Haibe-Kains B, Desmedt C, Rothé F, Piccart MJ, Bontempi G and Sotiriou C

Background: The early gene expression studies in breast cancer have provided a molecular classification of these tumors into at least three clinically relevant subtypes (ER-/HER2-, HER2+ or ER+/HER2). Our group recently introduced a robust method for subtype identification, exhibiting numerous advantages compared to the hierarchical clustering used in the initial publications. From a prognostic point of view, several signatures have been identified in the global population of patients.
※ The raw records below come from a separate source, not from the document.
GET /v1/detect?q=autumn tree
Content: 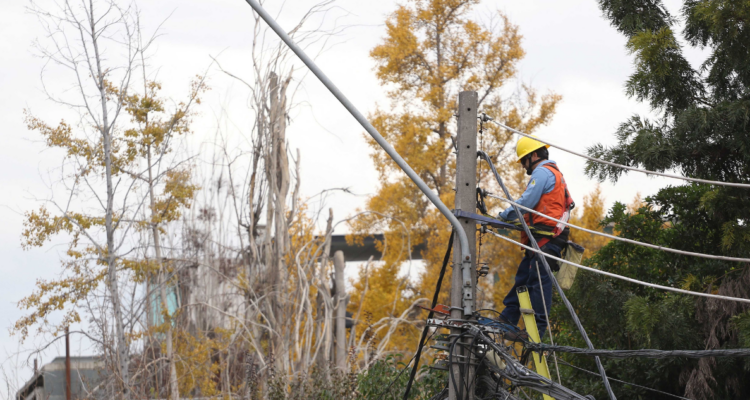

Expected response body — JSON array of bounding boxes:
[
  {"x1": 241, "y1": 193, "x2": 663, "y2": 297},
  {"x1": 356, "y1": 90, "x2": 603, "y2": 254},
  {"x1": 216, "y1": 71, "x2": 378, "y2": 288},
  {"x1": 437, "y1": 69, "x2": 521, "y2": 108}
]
[
  {"x1": 123, "y1": 76, "x2": 206, "y2": 400},
  {"x1": 14, "y1": 0, "x2": 203, "y2": 398},
  {"x1": 350, "y1": 0, "x2": 560, "y2": 350}
]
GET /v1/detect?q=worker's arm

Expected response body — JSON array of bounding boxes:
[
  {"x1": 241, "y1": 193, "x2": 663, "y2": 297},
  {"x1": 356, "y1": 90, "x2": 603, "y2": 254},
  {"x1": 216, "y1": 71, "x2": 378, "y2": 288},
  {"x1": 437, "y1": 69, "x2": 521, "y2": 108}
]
[{"x1": 500, "y1": 165, "x2": 555, "y2": 221}]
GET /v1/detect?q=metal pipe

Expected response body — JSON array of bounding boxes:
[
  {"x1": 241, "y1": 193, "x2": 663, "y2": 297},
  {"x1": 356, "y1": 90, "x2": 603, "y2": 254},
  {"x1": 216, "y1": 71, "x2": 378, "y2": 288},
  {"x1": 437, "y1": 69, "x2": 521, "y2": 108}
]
[{"x1": 245, "y1": 0, "x2": 471, "y2": 286}]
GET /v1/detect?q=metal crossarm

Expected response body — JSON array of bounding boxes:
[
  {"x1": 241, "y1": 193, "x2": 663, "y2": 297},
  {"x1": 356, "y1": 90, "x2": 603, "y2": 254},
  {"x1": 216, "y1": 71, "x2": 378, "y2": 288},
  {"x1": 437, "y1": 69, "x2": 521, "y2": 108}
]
[{"x1": 452, "y1": 210, "x2": 521, "y2": 231}]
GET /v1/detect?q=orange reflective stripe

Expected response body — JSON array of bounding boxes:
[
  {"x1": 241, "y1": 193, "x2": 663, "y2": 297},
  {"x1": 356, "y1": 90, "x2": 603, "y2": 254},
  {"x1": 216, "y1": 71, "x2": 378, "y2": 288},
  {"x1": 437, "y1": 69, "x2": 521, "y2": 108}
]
[{"x1": 521, "y1": 163, "x2": 570, "y2": 247}]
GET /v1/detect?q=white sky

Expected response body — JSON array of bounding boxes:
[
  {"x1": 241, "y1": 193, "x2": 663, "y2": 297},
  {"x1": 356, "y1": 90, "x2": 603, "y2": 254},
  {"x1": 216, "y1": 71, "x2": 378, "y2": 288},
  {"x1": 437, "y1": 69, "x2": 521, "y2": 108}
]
[{"x1": 0, "y1": 0, "x2": 705, "y2": 394}]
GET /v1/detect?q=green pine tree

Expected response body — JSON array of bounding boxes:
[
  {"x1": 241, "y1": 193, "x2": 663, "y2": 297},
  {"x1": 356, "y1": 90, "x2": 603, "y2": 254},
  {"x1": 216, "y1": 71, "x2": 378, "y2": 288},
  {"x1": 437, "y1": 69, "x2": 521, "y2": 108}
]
[{"x1": 556, "y1": 0, "x2": 750, "y2": 400}]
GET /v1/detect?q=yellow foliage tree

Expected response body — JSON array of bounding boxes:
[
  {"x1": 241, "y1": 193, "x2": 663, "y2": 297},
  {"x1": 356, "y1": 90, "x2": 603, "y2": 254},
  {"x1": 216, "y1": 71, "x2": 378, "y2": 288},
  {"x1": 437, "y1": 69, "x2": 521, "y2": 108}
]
[{"x1": 350, "y1": 0, "x2": 560, "y2": 356}]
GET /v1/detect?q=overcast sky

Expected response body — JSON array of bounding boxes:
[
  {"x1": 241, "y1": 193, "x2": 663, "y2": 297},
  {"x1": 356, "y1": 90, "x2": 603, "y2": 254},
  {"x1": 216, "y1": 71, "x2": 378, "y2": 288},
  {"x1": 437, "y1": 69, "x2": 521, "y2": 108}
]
[{"x1": 0, "y1": 0, "x2": 705, "y2": 392}]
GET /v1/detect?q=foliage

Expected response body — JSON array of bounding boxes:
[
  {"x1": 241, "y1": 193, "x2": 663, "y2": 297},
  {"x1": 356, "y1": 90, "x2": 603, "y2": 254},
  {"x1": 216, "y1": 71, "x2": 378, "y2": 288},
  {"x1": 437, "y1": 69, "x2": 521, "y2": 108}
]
[
  {"x1": 357, "y1": 354, "x2": 448, "y2": 400},
  {"x1": 349, "y1": 0, "x2": 560, "y2": 351},
  {"x1": 557, "y1": 0, "x2": 750, "y2": 400}
]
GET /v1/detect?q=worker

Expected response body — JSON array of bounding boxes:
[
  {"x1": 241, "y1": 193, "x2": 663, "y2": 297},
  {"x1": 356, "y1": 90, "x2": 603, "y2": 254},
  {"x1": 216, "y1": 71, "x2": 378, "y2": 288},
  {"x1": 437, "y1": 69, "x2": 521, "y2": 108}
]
[{"x1": 500, "y1": 136, "x2": 575, "y2": 336}]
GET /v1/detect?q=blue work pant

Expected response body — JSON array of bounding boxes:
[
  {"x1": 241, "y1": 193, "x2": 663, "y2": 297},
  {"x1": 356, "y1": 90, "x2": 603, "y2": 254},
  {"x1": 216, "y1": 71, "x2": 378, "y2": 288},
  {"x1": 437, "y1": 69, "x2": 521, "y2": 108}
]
[{"x1": 501, "y1": 243, "x2": 561, "y2": 337}]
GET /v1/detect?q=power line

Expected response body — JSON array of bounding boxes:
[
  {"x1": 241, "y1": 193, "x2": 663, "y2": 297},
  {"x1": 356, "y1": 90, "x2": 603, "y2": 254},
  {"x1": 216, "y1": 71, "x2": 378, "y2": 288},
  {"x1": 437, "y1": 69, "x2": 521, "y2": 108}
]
[
  {"x1": 483, "y1": 115, "x2": 750, "y2": 189},
  {"x1": 489, "y1": 231, "x2": 750, "y2": 303},
  {"x1": 486, "y1": 193, "x2": 750, "y2": 262},
  {"x1": 560, "y1": 360, "x2": 692, "y2": 400},
  {"x1": 525, "y1": 342, "x2": 750, "y2": 358}
]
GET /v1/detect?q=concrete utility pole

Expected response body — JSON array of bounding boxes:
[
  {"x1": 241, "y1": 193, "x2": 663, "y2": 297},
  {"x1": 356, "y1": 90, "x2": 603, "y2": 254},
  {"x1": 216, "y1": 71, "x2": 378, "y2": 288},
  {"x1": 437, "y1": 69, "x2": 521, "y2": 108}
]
[
  {"x1": 448, "y1": 92, "x2": 478, "y2": 400},
  {"x1": 333, "y1": 250, "x2": 348, "y2": 371},
  {"x1": 65, "y1": 326, "x2": 73, "y2": 400}
]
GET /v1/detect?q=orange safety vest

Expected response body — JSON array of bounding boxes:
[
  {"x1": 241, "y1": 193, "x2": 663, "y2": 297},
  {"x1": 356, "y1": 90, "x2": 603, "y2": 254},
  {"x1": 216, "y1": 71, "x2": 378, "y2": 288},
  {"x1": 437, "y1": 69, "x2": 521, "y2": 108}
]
[{"x1": 521, "y1": 163, "x2": 575, "y2": 247}]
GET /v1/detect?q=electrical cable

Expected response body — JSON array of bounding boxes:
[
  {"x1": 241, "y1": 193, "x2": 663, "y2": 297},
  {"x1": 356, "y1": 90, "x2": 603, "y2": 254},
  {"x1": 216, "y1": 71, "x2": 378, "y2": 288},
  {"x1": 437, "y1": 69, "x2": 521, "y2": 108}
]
[
  {"x1": 560, "y1": 360, "x2": 692, "y2": 400},
  {"x1": 404, "y1": 233, "x2": 456, "y2": 400},
  {"x1": 489, "y1": 231, "x2": 750, "y2": 303},
  {"x1": 477, "y1": 151, "x2": 617, "y2": 400},
  {"x1": 526, "y1": 343, "x2": 750, "y2": 359},
  {"x1": 484, "y1": 192, "x2": 750, "y2": 262},
  {"x1": 483, "y1": 115, "x2": 750, "y2": 189}
]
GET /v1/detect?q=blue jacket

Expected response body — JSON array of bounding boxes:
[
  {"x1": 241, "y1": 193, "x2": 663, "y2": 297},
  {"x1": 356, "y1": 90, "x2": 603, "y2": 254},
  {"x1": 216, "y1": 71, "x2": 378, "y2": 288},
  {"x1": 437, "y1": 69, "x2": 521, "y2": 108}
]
[{"x1": 500, "y1": 160, "x2": 557, "y2": 221}]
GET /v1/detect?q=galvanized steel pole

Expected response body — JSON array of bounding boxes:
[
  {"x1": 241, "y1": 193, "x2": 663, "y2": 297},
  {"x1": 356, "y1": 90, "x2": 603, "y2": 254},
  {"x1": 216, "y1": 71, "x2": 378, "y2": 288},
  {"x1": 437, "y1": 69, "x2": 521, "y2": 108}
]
[
  {"x1": 245, "y1": 0, "x2": 474, "y2": 315},
  {"x1": 448, "y1": 92, "x2": 479, "y2": 400}
]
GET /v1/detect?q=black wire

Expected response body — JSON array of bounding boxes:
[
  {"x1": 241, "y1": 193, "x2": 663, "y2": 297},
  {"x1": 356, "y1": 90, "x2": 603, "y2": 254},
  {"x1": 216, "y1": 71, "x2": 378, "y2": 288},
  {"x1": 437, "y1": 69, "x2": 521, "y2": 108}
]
[
  {"x1": 404, "y1": 230, "x2": 456, "y2": 400},
  {"x1": 448, "y1": 332, "x2": 466, "y2": 400},
  {"x1": 525, "y1": 342, "x2": 750, "y2": 358},
  {"x1": 477, "y1": 308, "x2": 501, "y2": 315},
  {"x1": 557, "y1": 358, "x2": 692, "y2": 400}
]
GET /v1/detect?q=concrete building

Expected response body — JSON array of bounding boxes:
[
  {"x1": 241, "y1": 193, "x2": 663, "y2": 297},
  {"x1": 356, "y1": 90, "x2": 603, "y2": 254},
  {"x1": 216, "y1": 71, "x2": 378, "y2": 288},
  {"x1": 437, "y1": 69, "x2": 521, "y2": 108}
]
[{"x1": 16, "y1": 357, "x2": 106, "y2": 400}]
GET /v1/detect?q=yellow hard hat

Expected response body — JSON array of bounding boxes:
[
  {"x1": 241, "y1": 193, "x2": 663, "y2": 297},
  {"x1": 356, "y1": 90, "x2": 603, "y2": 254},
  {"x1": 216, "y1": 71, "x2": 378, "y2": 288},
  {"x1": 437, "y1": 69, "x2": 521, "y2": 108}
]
[{"x1": 516, "y1": 135, "x2": 549, "y2": 163}]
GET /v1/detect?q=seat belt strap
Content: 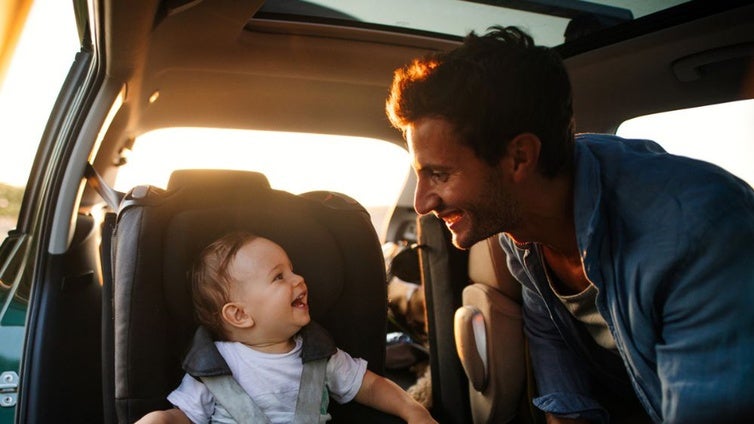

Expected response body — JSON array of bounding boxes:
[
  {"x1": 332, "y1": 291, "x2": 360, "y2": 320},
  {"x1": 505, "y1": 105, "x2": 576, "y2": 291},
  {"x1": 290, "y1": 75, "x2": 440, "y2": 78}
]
[
  {"x1": 84, "y1": 162, "x2": 124, "y2": 212},
  {"x1": 293, "y1": 358, "x2": 329, "y2": 424},
  {"x1": 201, "y1": 374, "x2": 270, "y2": 424}
]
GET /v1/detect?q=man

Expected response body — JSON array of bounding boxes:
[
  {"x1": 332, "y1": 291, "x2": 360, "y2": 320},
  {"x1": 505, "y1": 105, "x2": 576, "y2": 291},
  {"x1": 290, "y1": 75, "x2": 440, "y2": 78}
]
[{"x1": 387, "y1": 27, "x2": 754, "y2": 423}]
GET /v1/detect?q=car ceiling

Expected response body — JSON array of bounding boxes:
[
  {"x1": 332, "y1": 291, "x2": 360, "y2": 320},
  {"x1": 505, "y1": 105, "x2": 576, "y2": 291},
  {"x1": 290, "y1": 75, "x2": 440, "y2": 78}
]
[{"x1": 97, "y1": 0, "x2": 754, "y2": 172}]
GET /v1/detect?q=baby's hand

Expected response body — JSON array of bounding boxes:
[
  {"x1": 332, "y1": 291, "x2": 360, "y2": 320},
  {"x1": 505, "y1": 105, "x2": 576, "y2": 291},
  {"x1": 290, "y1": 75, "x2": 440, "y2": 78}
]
[{"x1": 406, "y1": 406, "x2": 437, "y2": 424}]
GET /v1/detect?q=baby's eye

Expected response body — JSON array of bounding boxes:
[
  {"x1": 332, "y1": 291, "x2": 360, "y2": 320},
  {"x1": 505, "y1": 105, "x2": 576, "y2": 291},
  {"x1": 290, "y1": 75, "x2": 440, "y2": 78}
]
[{"x1": 430, "y1": 171, "x2": 448, "y2": 182}]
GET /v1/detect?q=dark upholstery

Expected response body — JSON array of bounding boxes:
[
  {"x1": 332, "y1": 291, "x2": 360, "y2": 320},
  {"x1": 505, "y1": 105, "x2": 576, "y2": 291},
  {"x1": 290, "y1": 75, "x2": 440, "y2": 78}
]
[
  {"x1": 417, "y1": 214, "x2": 471, "y2": 424},
  {"x1": 113, "y1": 170, "x2": 392, "y2": 423}
]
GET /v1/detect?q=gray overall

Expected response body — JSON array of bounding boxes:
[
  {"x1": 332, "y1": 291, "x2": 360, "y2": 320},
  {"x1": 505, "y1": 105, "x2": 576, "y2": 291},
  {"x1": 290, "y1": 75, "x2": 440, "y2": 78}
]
[{"x1": 183, "y1": 322, "x2": 336, "y2": 424}]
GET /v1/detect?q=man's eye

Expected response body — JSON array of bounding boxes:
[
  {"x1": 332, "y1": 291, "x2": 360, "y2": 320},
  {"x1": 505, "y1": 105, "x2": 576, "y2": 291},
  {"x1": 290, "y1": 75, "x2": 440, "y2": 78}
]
[{"x1": 431, "y1": 171, "x2": 448, "y2": 182}]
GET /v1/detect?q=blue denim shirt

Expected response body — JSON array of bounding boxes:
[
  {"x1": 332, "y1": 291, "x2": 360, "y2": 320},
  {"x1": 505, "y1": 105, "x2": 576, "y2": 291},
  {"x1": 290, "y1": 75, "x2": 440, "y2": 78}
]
[{"x1": 500, "y1": 134, "x2": 754, "y2": 423}]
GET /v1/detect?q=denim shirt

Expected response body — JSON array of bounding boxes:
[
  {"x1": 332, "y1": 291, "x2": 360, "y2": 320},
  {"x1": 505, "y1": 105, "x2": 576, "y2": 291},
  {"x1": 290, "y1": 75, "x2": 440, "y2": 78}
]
[{"x1": 500, "y1": 134, "x2": 754, "y2": 423}]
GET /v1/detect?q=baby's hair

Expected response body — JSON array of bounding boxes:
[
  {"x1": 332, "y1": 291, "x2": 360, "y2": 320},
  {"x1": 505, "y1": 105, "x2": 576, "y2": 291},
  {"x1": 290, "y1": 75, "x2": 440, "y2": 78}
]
[{"x1": 191, "y1": 231, "x2": 259, "y2": 340}]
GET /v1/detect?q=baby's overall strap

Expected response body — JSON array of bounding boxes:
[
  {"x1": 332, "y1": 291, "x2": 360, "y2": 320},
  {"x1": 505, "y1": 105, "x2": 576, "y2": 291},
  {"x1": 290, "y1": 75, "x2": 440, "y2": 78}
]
[
  {"x1": 293, "y1": 358, "x2": 327, "y2": 424},
  {"x1": 201, "y1": 375, "x2": 270, "y2": 424}
]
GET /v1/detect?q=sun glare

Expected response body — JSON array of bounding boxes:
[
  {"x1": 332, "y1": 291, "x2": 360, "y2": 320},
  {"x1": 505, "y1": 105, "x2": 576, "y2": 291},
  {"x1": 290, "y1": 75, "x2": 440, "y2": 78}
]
[{"x1": 115, "y1": 128, "x2": 410, "y2": 207}]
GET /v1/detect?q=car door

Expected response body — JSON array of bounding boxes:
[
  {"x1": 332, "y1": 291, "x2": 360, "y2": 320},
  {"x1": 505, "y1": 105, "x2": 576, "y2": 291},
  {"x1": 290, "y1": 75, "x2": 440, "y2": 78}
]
[{"x1": 0, "y1": 0, "x2": 102, "y2": 423}]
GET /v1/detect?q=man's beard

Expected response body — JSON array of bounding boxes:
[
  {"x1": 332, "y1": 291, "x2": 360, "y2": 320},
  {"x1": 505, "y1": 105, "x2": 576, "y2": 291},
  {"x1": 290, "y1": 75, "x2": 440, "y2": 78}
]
[{"x1": 452, "y1": 177, "x2": 521, "y2": 249}]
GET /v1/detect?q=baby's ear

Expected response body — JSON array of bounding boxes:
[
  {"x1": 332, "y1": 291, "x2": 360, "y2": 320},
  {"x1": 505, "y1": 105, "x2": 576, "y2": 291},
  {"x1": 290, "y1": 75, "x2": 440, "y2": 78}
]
[{"x1": 221, "y1": 302, "x2": 254, "y2": 328}]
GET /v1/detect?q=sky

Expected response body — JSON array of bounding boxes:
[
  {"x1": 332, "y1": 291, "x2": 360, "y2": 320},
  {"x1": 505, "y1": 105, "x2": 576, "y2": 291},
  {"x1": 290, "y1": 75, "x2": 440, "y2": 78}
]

However, the majority of these only added significant prognostic information in the ER+/HER2-. Here, we propose a novel prognostic model which takes into the account the molecular heterogeneity of breast cancer.

Methods: We developed a two-step prognostic model called GENIUS (Gene Expression progNostic Index Using Subtypes). The first step consists in an accurate assessment of the probabilities for a patient to belong to each of the three breast cancer molecular subtypes. The second step is a combination of these probabilities with subtype specific prognostic signatures, which results in the final GENIUS risk score.

Results: We computed the GENIUS risk score for more than 1000 untreated node-negative breast cancer patients collected from numerous microarray datasets. Compared to current gene signatures, GENIUS yielded significantly better performance in the global population of patients (concordance index of 0.71, superiority test p-values < 0.05) and was very competitive in each subtype (concordance indices of 0.7, 0.66 and 0.66 in the ER+/HER2-, ER-/HER2- and HER2+ subtypes, respectively). Although GENIUS outperformed clinical guidelines (superiority test p-values < 0.05), our results suggest that the combination of GENIUS and these guidelines might improve the predictions.

Conclusions: This novel prognostic model, which considers the molecular heterogeneity of breast cancer, outperforms the current clinical guidelines and gene signatures. GENIUS was the only signature to be highly prognostic in all the molecular subtypes. Additionally, the modular architecture of the model allows plugging in any other gene expression signatures, potentially enlarging its usability.